Me 4, i got the changing table idea from you.  Our changing table is in and out of the garage. I rearrange the furniture in the room and put the table in the garage and then a couple of months later i rearrange again and bring it back in and it's currently back in the garage, i'm sure it'll be back in the room again. :blush:


----------



## Rocks (Jul 9, 2012)

Sylie said:


> I am still not getting the picture. Are you going to have to lift it to empty the water? How about a stand with that you can put in your bathtub so you don't have to bend over? But the water can drain and you can still rinse Louie with clean water? Something like a cheap plastic outdoor table placed on a bathtub mat for safety.
> 
> Now, I bathe my fluffs in the kitchen sink and have a great sprayer. The problem is that after conditioner the whole thing becomes very slippery. Yoga mat doesn't work. Bathtub mats with suction cups don't hold on stainless, everything I have tried slips and slides. Any ideas?


Hi, No lifting to empty the water, I'll install a drain in it. It will be built into the stand so no bending over to bathe him. I'm going to have its own plumbing so I'll have plenty of water to wet down, soap up and rinse. too slippery in the sink? hmmm, how about one of those rubberized drawer liners, they even have little holes in them and feel like they might grab a bit better.


----------



## Sylie (Apr 4, 2011)

Rocks said:


> Hi, No lifting to empty the water, I'll install a drain in it. It will be built into the stand so no bending over to bathe him.

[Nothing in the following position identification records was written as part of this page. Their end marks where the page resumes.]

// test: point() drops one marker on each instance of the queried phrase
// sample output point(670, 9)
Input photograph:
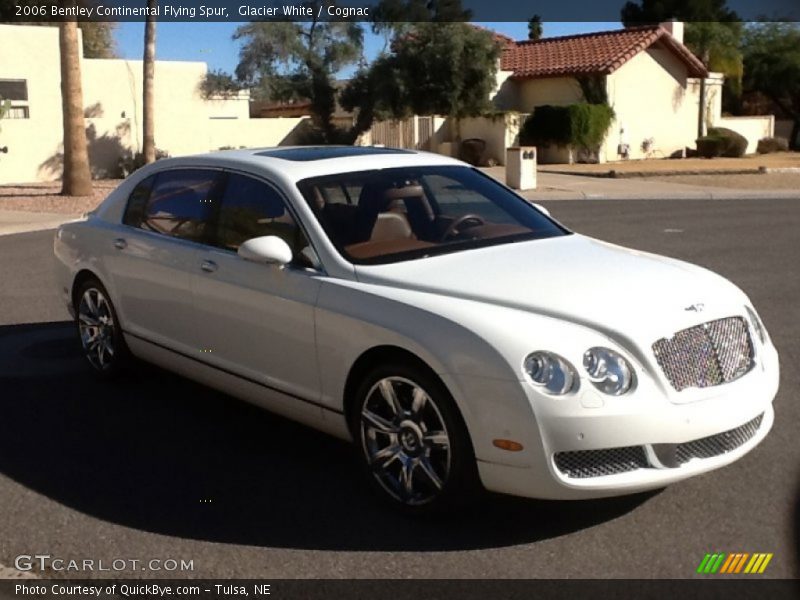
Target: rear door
point(168, 219)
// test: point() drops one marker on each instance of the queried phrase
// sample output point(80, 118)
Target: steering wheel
point(453, 227)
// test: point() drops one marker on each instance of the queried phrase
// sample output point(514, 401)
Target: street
point(157, 467)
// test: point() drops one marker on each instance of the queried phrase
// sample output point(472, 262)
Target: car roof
point(301, 162)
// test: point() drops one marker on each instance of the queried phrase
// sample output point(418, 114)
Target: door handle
point(209, 266)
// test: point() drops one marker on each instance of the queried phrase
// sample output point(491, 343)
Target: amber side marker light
point(509, 445)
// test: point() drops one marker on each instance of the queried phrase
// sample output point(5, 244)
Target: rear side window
point(177, 203)
point(137, 202)
point(250, 209)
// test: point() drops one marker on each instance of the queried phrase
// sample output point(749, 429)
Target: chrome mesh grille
point(720, 443)
point(581, 464)
point(705, 355)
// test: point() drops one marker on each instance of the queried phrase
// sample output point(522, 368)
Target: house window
point(15, 90)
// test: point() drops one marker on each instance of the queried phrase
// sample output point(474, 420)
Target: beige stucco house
point(185, 122)
point(652, 81)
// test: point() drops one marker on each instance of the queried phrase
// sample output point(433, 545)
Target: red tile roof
point(599, 53)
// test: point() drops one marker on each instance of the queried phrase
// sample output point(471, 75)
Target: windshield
point(389, 215)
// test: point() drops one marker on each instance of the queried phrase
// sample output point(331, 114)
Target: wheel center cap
point(410, 437)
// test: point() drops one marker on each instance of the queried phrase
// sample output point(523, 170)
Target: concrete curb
point(535, 196)
point(24, 222)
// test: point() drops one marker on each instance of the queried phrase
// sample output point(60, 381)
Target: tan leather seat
point(391, 226)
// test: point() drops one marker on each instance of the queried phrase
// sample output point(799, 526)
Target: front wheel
point(413, 440)
point(99, 330)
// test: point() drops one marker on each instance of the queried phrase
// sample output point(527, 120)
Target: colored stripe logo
point(734, 563)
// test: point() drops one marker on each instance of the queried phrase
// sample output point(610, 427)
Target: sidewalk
point(555, 186)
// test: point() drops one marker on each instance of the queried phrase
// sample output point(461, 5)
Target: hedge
point(579, 125)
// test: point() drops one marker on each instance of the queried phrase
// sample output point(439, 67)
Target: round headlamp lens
point(608, 371)
point(554, 373)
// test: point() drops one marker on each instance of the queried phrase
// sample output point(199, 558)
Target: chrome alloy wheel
point(405, 441)
point(96, 327)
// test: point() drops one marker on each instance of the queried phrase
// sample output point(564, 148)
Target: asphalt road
point(158, 467)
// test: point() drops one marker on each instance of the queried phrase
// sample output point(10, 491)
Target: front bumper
point(591, 449)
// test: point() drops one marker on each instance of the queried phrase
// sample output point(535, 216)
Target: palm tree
point(148, 108)
point(77, 179)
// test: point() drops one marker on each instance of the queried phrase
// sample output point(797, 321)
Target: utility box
point(521, 168)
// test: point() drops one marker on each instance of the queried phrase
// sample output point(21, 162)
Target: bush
point(130, 162)
point(709, 146)
point(734, 145)
point(579, 125)
point(472, 151)
point(767, 145)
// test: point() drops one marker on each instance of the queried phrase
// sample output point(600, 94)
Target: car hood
point(624, 293)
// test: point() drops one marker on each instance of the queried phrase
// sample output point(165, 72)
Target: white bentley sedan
point(457, 334)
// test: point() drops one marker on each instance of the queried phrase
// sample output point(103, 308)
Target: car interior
point(385, 215)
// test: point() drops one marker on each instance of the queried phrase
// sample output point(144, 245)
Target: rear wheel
point(98, 327)
point(413, 441)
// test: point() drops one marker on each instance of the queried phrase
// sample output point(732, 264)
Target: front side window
point(180, 204)
point(252, 208)
point(389, 215)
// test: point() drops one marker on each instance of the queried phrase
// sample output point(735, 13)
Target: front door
point(257, 320)
point(154, 255)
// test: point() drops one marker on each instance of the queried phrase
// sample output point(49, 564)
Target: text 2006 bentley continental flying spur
point(456, 333)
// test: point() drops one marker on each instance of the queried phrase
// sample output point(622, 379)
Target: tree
point(433, 68)
point(148, 76)
point(772, 67)
point(298, 60)
point(535, 28)
point(98, 39)
point(77, 180)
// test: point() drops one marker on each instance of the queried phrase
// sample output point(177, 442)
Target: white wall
point(185, 122)
point(652, 98)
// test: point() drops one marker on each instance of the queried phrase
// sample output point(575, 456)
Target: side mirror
point(268, 249)
point(541, 208)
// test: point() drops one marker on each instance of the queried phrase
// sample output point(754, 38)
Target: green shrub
point(710, 146)
point(579, 125)
point(734, 145)
point(767, 145)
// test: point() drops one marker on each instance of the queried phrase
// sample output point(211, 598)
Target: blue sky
point(211, 42)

I'm going to have its own plumbing so I'll have plenty of water to wet down, soap up and rinse. too slippery in the sink? hmmm, how about one of those rubberized drawer liners, they even have little holes in them and feel like they might grab a bit better.


Tried that...they aren't firm enough to hold shape and just started sliding all over the place. I know you will come up with it...just keep thinking...good buddy.


----------



## Rocks (Jul 9, 2012)

Sylie said:


> Tried that...they aren't firm enough to hold shape and just started sliding all over the place. I know you will come up with it...just keep thinking...good buddy.


since everything slips and won't hold your only option would be find something that fits inside the sink and won't move around. I would try some kind of plastic container shoe box size or a little bigger depending on the size of your furry ones and then drill some holes in the bottom so it can still drain from below. I would probably go with a lot of small holes spread all over the bottom. I'd also make sure the holes were smaller than the claws so you wouldn't have to worry about a claw getting stuck. If the container fills to fast add more holes. Just make sure you pick something big enough for the bathing but still fits in the sink.


----------



## Sylie (Apr 4, 2011)

Rocks said:


> since everything slips and won't hold your only option would be find something that fits inside the sink and won't move around. I would try some kind of plastic container shoe box size or a little bigger depending on the size of your furry ones and then drill some holes in the bottom so it can still drain from below. I would probably go with a lot of small holes spread all over the bottom. I'd also make sure the holes were smaller than the claws so you wouldn't have to worry about a claw getting stuck. If the container fills to fast add more holes. Just make sure you pick something big enough for the bathing but still fits in the sink.


that is just what I tried to do...I guess I have to keep experimenting. I just hate that the doggies feel insecure in their bath because the conditioner makes for slipping and sliding.


----------



## Snowbody (Jan 3, 2009)

Sylie said:


> Tried that...they aren't firm enough to hold shape and just started sliding all over the place. I know you will come up with it...just keep thinking...good buddy.


Sylvia - I put a large hand towel in the bottom of my sink and it seems to stay in place and Tyler doesn't slip. I tried buying a plastic one made for sinks but it reeked. It stunk so badly that I threw it out.


----------